The case provides a look at one of the largest corporate deals in the U.S. to go sour and a courtroom version of the blame game. It features competing narratives about how the transaction — which would have created the largest American health insurer by membership — wound up on the rocks.
“It’s a little surprising that this didn’t settle and it has to be hashed out in court,” said Larry Hamermesh, executive director of the University of Pennsylvania’s Institute for Law and Economics and an expert in Delaware corporate law.
The companies will probably reach a settlement in which Anthem pays Cigna something less than the full amount of the breakup fee of $1.85 billion, said Ana Gupte, an analyst at SVB Leerink. That would help Cigna reduce debt taken on from acquiring Express Scripts Holding Co. for $52.7 billion. Cigna sold $20 billion of bonds in September to help fund the deal.
“They need to pay down that debt in the next 18 months,” Gupte said. “From their standpoint, a $1.8 billion breakup fee is meaningful.”
Brian Henry, a Cigna spokesman, said the company “strongly” believes in its case. Brooke Padilla, an Anthem spokeswoman, didn’t immediately return an email seeking comment.
Delaware Chancery Court Judge Travis Laster is no stranger to the two companies’ jousting over the deal. Laster ruled in May 2017 that Cigna could walk away from the merger because another court blocked the deal as anticompetitive.
The 10-day trial in Wilmington is set to feature testimony from top executives and Blue Cross Blue Shield Association Chief Executive Officer Scott Serota. He’s expected to testify about Cigna’s claims that Anthem violated a requirement to use its best efforts in addressing the merger’s anticompetitive effects and the government’s objections.
Anthem offered to buy Cigna in a 2015 cash and stock deal to bulk up and gain negotiating power to cut care-providers’ rates. Anthem officials also said the combination would pump up enrollment in its Medicare Advantage programs in high-growth states such as Florida and Texas. Those programs offer care to patients 65 years and older.
The U.S. Justice Department’s antitrust division sued in 2016 to block the tie-up, arguing it would further consolidate an already concentrated market and lead to higher costs for employers and consumers.
A federal judge in Washington backed the government’s position in 2017 and an appeals court upheld that ruling. Anthem asked Laster to keep the deal alive while it appealed the antitrust ruling to the U.S. Supreme Court, but he refused.
The Delaware judge said, however, he found significant evidence that Cigna may have violated the merger agreement by dragging its feet in trying to get antitrust clearance, which could entitle Anthem to “potentially massive damages.”
Executives at Indianapolis-based Anthem took Laster’s comments to heart and filed a $20 billion suit.

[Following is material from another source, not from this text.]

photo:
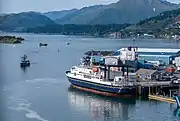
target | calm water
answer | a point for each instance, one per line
(42, 92)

Anthem alleges Cigna CEO David Cordani — unhappy with his proposed role in the combined insurer — decided to derail the deal by “disengaging from the process.”
During the antitrust trial, Cigna officials attempted to undermine projections of future savings from the corporate marriage, helping the Justice Department make its case to block it, Anthem claims.
In its suit, Cigna focused on Anthem’s allegedly wrongful conduct while the companies sought regulatory approval. In the guise of pushing the merger, Anthem sought to undermine Cigna’s business by stealing confidential information and harassing its customers, Cigna claims.
Since the deal sought to combine two of the four U.S. health insurers capable of serving large companies with employees in multiple states, Cigna executives recognized the government might nix the union on antitrust grounds, according to the lawsuit. That’s why the Bloomfield, Connecticut-based company negotiated to have Anthem pay a $1.85 billion termination fee if the deal was thwarted, Cigna said.
Anthem didn’t pay the breakup fee, Cigna said. And the company’s also seeking $14.7 billion from Anthem for what it claims is the premium its shareholders would have gotten if the deal were done.
The case is In Re Anthem-Cigna Merger Litigation, 2017-0114, Delaware Chancery Court (Wilmington).